At least a part of the silence on financial services policy issues is probably attributable to the fact that the Minister for Financial Services, Superannuation and Corporate Law, Chris Bowen, has emerged as one of the Australian Labor Party’s key campaign spokesmen.
Thus, rather than talking about his portfolio areas, Bowen has spent the majority of the campaign so far talking about campaign issues and putting out the increasingly frequent spot fires surrounding leaks about who might have said what in Cabinet meetings, particularly with respect to paid maternity leave and increasing pensions.
For its part, the Federal Opposition has been similarly silent on financial services, with its only reference being to what it claimed was the Government’s guilt in re-announcing policy with respect to superannuation, and that statement was not even uttered by its Financial Services spokesman, Luke Hartsuyker.
Instead, it was left to the Shadow Finance Spokesman, Andrew Robb, to claim that a Labor media release on workers entitlements had misled voters in claiming a Gillard Government would take strong action to make sure employers did the right thing on superannuation and then referencing the fact that employees would receive information on the pay slips about the amount of superannuation actually paid into their accounts.
Robb said this information was already part and parcel of the superannuation and industrial relations regime, with Fair Work Act regulations making the provision of such information compulsory.
“The fact that Julia Gillard has tried to pass off existing policy as new policy shows that the Gillard Government is just as addicted to spin as the Rudd Government was,” he claimed.
However, while the Federal Opposition thought the changes announced by the ALP were old news, this was not the case where the Association of Superannuation Funds of Australia (ASFA) was concerned with its chief executive, Pauline Vamos, welcoming the announcement.
She said thousands of Australian workers, representing the most vulnerable cross sections of the community, were missing out on millions of dollars in unpaid superannuation guarantee contributions and that the provision of more information represented a very important step.
“Australia has a reputation globally for a high level of compliance by employers in paying the superannuation guarantee,” she said.
“The Australian Taxation Office monitors compliance and shows around 90 per cent of employers are fully compliant.

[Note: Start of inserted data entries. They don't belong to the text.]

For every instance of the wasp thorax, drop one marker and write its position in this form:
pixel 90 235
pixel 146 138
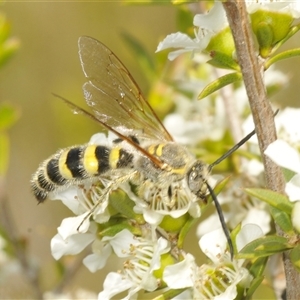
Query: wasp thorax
pixel 196 178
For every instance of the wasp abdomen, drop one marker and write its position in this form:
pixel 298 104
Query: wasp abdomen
pixel 72 165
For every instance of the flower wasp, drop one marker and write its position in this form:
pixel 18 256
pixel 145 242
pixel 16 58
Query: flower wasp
pixel 169 178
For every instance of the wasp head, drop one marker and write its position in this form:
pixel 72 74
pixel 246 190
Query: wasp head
pixel 197 177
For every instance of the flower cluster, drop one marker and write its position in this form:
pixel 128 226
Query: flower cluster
pixel 145 224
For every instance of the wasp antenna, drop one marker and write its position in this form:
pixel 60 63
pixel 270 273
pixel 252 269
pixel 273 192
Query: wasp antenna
pixel 234 148
pixel 222 220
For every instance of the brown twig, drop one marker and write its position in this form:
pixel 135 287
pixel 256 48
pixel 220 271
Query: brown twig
pixel 252 71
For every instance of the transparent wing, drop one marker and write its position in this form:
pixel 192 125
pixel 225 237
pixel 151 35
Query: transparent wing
pixel 113 94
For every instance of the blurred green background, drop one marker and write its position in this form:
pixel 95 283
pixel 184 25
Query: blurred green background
pixel 47 62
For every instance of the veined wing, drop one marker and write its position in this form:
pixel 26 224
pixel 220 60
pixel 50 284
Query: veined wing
pixel 113 94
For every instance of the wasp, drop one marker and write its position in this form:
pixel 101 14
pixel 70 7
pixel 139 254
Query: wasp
pixel 143 153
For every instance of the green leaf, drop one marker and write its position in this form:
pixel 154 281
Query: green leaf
pixel 4 150
pixel 112 230
pixel 281 56
pixel 258 267
pixel 184 231
pixel 282 219
pixel 255 283
pixel 279 201
pixel 217 190
pixel 264 247
pixel 219 83
pixel 295 257
pixel 8 49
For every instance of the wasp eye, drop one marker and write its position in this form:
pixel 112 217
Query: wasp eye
pixel 197 177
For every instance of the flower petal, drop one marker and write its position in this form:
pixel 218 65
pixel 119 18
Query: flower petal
pixel 114 284
pixel 180 275
pixel 97 261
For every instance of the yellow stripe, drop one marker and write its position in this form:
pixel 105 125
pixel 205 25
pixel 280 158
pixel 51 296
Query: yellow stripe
pixel 114 157
pixel 159 149
pixel 180 171
pixel 151 149
pixel 63 168
pixel 90 162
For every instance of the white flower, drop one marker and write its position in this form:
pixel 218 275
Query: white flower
pixel 218 280
pixel 286 156
pixel 103 248
pixel 208 25
pixel 295 216
pixel 72 244
pixel 137 273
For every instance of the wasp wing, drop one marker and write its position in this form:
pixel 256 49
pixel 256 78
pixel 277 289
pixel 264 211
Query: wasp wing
pixel 113 94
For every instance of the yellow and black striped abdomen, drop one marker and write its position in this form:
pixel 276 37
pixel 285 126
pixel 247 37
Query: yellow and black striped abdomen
pixel 72 165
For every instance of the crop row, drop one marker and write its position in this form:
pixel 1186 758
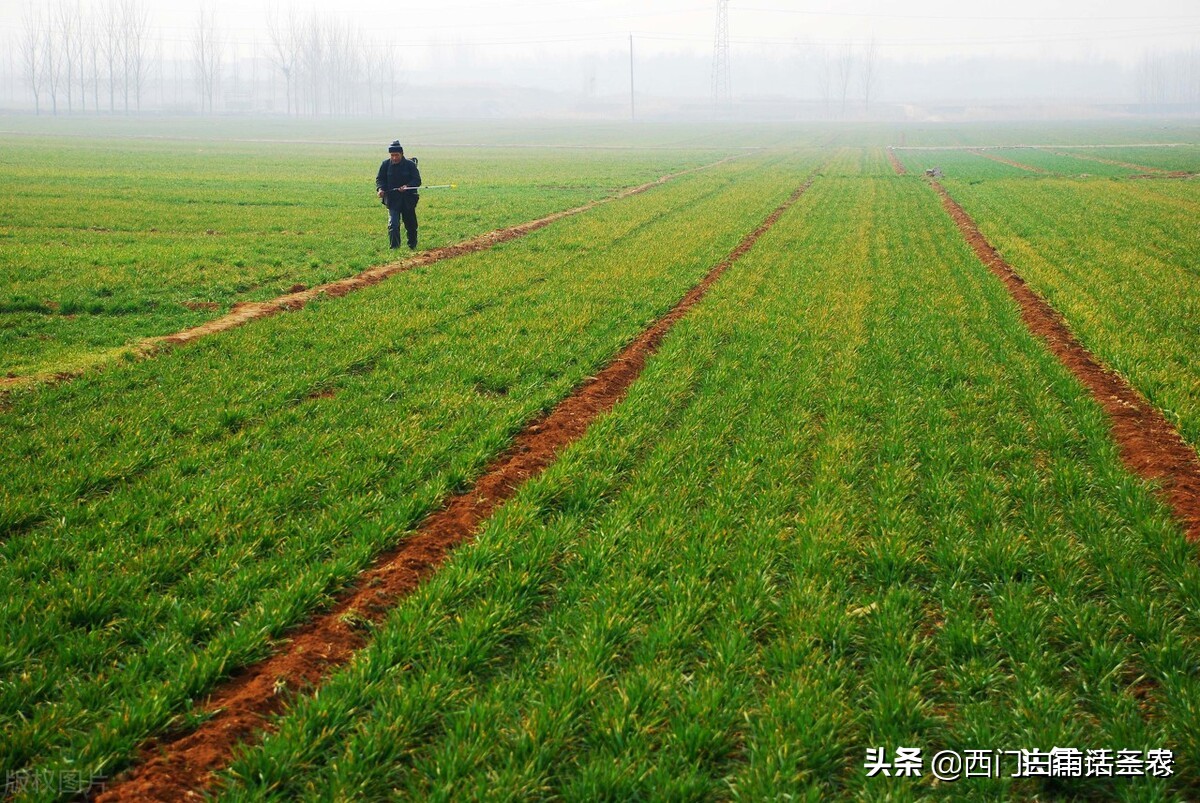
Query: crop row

Most of the remainder are non-compliant some of the time, or only for some employees.
“Around 97 per cent of employees are paid their correct superannuation guarantee entitlement, but our goal must be 100 per cent to get the correct amount of superannuation guarantee paid on time,” Vamos said.
“We urge both sides of politics to consider a range of enhancements to the superannuation entitlements of Australian workers,” she said.
Apart from this entry into the political debate, the major organisations servicing the financial services industry have remained remarkably silent since the federal election campaign was called with neither the Financial Services Council nor the Financial Planning Association feeling disposed towards commenting on political issues.
That is not to say that they have been silent through the period, it is just that they have chosen not to enter into the areas being discussed by the two major political parties.
With just over three weeks’ to go before Australians are asked to make their decision, one or other of the major parties can be expected to say something about financial services and this, in turn, may give rise to a response from the industry.
In the meantime, the Cooper Review recommendations and the proposed Future of Financial Advice changes seem to have been left to gather dust.